A new report from the European Central Bank on financial stability says that instability is growing amid geopolitical tensions, economic uncertainty and escalating trade conflicts. This creates conditions for even greater vulnerability of European economies. The mass media of different countries actively analyze and comment on the situation in Germany, emphasizing the possible consequences for the whole of Europe.
The Economist – Great Britain. The London weekly The Economist writes the following:
“We have heard these cries before. The German economy, and above all small and medium-sized businesses, bet on progressive innovation, as a result of which it was unprepared for technological upheavals, such as the appearance of electric cars. The close ties between business, banks and politicians created an environment , in which complacency and resistance to reforms flourished.
A dogmatic reluctance to change the budget rules has led to rusted bridges, outdated schools and trains that are perpetually late. Growth in foreign markets for a time provided Germany with a generous inflow of funds (and tax revenues), but this export model of the economy made Germany vulnerable to the winds of globalization, which have become noticeably more frosty recently.”

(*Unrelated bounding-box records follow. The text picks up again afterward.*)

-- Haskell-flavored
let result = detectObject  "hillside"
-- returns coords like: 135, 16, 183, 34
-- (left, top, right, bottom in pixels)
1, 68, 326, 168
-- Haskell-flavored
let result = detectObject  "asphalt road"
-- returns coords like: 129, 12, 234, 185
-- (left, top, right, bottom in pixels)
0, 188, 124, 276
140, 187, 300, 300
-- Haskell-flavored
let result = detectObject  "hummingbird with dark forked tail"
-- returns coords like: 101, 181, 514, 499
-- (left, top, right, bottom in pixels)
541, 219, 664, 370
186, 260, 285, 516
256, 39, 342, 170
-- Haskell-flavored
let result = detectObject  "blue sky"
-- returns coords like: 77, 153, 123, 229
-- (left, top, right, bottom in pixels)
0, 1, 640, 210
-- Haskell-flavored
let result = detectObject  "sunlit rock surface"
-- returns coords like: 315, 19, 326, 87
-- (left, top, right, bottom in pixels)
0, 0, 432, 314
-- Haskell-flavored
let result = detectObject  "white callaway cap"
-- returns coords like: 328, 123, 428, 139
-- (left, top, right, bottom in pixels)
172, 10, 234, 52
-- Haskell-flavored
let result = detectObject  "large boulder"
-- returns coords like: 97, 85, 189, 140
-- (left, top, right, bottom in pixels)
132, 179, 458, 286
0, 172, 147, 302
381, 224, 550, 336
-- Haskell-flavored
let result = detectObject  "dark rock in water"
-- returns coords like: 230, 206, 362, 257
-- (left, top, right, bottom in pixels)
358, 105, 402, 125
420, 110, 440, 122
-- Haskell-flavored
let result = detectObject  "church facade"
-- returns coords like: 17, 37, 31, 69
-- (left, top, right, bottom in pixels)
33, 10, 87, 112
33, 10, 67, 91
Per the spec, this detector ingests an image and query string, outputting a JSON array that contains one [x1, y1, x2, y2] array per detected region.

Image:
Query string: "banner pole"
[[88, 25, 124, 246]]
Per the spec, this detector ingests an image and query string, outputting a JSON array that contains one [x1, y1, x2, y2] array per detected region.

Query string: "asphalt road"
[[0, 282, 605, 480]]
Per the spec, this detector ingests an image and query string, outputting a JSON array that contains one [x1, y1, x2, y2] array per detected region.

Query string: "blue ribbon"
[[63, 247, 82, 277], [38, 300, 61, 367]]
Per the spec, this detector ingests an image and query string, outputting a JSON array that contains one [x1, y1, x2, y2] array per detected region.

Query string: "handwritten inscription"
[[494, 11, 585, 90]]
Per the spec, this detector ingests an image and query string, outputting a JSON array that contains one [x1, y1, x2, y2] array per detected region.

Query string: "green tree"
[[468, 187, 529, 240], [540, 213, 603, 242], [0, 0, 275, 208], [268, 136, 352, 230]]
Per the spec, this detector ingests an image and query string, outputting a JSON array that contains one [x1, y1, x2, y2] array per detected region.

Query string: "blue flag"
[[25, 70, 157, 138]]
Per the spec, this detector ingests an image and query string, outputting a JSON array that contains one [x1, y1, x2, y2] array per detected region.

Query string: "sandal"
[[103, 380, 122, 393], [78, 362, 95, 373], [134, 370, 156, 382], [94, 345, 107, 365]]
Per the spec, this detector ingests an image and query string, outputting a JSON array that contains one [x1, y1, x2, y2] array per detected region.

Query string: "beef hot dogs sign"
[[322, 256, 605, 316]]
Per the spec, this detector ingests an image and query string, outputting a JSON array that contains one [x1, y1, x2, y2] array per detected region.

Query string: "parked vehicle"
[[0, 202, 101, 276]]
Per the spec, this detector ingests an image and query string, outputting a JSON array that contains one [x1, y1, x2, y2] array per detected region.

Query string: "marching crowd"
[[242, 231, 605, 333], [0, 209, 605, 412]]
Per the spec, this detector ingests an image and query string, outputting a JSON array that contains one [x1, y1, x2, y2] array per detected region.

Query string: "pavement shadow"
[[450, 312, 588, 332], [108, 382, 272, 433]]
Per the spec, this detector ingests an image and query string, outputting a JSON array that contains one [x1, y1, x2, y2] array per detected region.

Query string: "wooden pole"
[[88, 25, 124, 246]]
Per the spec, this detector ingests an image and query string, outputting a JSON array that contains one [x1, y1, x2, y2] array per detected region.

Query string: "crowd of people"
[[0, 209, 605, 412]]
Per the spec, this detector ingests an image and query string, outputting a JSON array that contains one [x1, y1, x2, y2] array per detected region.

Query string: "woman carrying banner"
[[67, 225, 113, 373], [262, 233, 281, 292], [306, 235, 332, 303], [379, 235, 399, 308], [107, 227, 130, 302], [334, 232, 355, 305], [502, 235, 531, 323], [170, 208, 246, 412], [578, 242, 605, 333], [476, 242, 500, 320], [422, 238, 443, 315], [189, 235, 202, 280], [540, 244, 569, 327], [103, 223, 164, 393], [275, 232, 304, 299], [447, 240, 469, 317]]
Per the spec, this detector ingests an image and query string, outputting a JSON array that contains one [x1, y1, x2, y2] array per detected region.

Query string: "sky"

Naftemporiki – Greece. The Athenian Naftemporiki sees the reason for what is happening on the other side of the Atlantic Ocean:
“It is no coincidence that the crisis of the current government of Germany erupted on the very day when it became clear that Trump had won the US elections. Trump’s economic program includes raising tariffs on a number of European goods in order to stimulate economic growth in the United States. It is also planned to increase tariffs on goods that the US can produce itself.
According to experts, in the case of the introduction of tariffs, the GDP of the Eurozone will decrease by one percent. Trump has presented a number of parallel challenges to Europe, but they all boil down to the same goal: to at least double the growth rate of the American economy. And he also forces European states to increase defense spending.”
Newsweek Polska – Poland. The Warsaw weekly Newsweek Polska reflects that a “weak Germany” also means a weak European Union. And this creates two big problems for the bloc as a whole. Almost two-thirds of German imports come from other European countries, and Germany accounts for a quarter of the EU’s GDP.
If the situation in Germany worsens, the whole continent is threatened with ten years of stagnation. However, that’s not all. Elon Musk recently let out a loud “Wow!” – when he found out how much money Germany allocates for Europe. It is the sponsor of the entire European project, and no one can replace the Germans in this role!”